Compression adjusts levels automatically to increase quiet sounds and decrease very loud ones.
When a subject is speaking very close to a microphone, proximity effects often result in excessive low frequency content, making voices sound boomy and indistinct. Judicious reduction of low frequencies can often increase intelligibility and renders the content more useful on smaller speakers (such as laptops) that might otherwise be overloaded with bass. Likewise, adding small amounts of boost to treble regions (i.e., 2 kHz and above) can help percussive parts of speech to be more easily heard, especially over background noise.
Level compression is used in nearly 100 percent of music recordings, but is not always well understood. Roughly speaking, a compressor attempts to keep sound at a more constant level, processing incoming signals such that quieter sounds are made louder and louder sounds are made quieter.

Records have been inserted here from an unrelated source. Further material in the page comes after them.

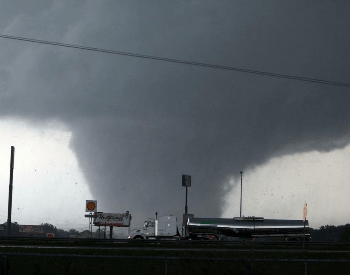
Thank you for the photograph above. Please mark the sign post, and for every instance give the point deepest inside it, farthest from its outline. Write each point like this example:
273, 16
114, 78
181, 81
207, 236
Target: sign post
91, 206
186, 181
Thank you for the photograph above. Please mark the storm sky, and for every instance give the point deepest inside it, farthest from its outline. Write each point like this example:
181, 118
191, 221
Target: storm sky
130, 127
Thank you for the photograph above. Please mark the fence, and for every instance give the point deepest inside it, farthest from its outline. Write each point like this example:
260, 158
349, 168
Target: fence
37, 263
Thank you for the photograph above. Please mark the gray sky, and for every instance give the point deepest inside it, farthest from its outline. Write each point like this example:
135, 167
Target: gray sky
131, 127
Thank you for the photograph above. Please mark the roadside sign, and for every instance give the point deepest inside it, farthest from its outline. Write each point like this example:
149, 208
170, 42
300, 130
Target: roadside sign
91, 206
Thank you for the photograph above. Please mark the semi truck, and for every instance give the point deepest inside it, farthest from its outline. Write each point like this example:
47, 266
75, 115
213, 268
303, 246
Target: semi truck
162, 227
165, 227
247, 228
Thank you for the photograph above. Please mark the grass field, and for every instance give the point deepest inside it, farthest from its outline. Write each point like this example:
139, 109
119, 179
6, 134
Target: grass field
84, 256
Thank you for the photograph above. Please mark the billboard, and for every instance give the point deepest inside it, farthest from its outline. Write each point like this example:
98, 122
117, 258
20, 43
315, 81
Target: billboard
112, 219
186, 180
33, 229
91, 206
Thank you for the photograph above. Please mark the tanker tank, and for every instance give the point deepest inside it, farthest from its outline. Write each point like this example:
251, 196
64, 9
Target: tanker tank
247, 227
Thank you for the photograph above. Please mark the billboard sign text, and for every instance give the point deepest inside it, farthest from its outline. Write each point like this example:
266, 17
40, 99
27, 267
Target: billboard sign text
113, 219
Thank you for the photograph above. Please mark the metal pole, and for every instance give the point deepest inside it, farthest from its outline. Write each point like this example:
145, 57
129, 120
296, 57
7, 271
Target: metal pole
240, 209
186, 212
186, 207
10, 191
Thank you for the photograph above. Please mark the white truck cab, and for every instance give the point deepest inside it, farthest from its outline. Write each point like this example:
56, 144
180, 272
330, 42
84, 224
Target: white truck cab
158, 228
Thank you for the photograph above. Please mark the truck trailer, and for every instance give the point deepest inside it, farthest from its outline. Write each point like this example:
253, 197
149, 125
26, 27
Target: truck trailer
247, 228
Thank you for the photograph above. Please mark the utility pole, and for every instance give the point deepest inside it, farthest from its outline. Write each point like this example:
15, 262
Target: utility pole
10, 191
240, 209
186, 181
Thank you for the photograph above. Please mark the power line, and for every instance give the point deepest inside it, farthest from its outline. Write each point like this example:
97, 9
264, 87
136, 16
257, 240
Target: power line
178, 61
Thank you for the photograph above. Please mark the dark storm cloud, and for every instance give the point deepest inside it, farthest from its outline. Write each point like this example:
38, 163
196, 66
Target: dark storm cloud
139, 124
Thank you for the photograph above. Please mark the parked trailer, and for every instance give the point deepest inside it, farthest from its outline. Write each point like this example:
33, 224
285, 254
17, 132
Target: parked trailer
247, 227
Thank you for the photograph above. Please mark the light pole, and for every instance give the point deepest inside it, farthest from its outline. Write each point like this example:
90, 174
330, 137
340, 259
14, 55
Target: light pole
186, 181
240, 209
10, 191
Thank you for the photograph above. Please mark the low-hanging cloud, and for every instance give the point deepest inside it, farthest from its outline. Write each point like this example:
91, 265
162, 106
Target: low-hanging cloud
138, 125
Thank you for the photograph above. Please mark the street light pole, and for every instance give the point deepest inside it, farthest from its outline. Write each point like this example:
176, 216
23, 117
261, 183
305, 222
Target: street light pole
10, 191
240, 209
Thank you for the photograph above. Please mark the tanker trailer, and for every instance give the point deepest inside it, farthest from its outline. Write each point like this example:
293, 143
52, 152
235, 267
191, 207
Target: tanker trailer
247, 227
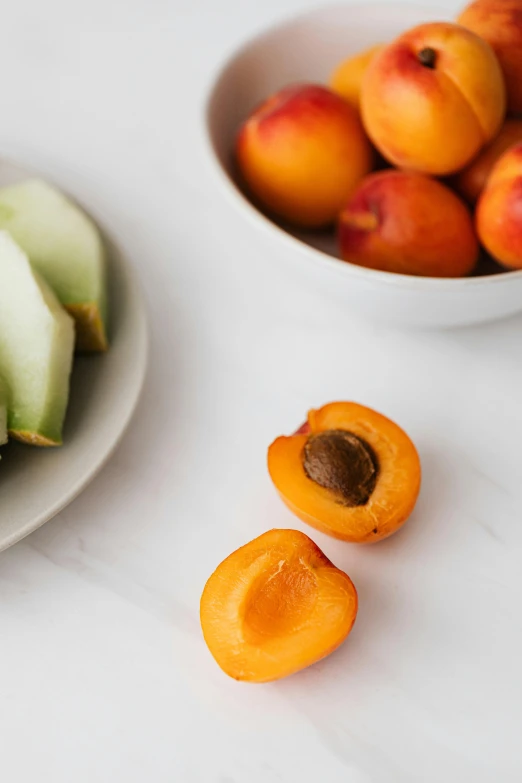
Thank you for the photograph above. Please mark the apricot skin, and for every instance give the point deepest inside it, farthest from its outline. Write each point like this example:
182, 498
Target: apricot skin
408, 224
397, 487
499, 210
433, 119
470, 182
302, 153
276, 606
499, 22
346, 80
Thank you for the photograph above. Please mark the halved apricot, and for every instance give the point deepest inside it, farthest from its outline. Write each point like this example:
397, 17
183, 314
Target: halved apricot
349, 472
275, 606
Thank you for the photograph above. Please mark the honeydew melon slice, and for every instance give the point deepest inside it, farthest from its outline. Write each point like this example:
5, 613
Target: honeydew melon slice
66, 248
36, 349
3, 413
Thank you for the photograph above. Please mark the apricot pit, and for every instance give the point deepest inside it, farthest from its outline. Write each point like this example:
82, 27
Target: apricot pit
349, 472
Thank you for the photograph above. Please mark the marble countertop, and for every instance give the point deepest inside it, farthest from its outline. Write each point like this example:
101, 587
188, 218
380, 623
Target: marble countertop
104, 675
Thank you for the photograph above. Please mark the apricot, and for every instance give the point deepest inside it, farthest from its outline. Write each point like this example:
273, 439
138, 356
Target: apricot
351, 472
347, 78
408, 224
499, 22
471, 180
275, 606
302, 153
433, 98
499, 210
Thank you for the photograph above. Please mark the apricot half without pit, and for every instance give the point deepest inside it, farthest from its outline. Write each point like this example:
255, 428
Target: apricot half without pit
349, 472
275, 606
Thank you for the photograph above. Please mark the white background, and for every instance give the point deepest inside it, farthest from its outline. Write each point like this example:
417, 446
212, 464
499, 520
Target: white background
103, 672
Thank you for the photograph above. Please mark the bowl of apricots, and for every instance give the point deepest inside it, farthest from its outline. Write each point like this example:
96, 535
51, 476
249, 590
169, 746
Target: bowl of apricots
378, 148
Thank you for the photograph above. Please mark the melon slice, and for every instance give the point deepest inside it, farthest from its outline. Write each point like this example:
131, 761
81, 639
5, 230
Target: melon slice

The degree to and manner in which a compressor changes these levels is of course infinitely adjustable, and countless hardware and software products exist to perform this function, each tailored to different needs and tastes.
The importance and relevance of level compression in modern audio cannot be understated; it is used in all music recordings to make songs “pop” at reasonable volume levels, and it is used by broadcasters to ensure that they are sending out a nearly full-scale signal all the time. Without compression, the radio in your car would be, for example, far more easily buried under the constant road noise. Compression allows average levels to be kept high while preventing peaks from overloading amplifiers and speakers.
The very same attributes that make compression a logical choice for radio applies to audio used as part of video. Without compression, it is very likely that much speech will not easily be heard through small speakers or in noisy environments. Applying audio compression during the video editing process is key to recordings, that come across powerfully on all manners of devices.
The Final Cut
As AV-over-IP continues to advance into everyday reality, workflows for video production will change.
Audinate has recently announced Dante AV, a product that allows manufacturers to build products that transport audio and video over a common network using a common clock, eliminating earlier problems of clock drift.
A Dante AV-based recording system will enable a constant time base to be used throughout, even across, multiple devices. And because Dante audio is so widely used, Dante AV brings immediate interoperability with thousands of existing audio devices and software products.
So, keep those microphones close, keep the background noise down, pay attention to lip sync and listen carefully to how proper EQ and compression can make videos “pop” - even on all our tiny devices.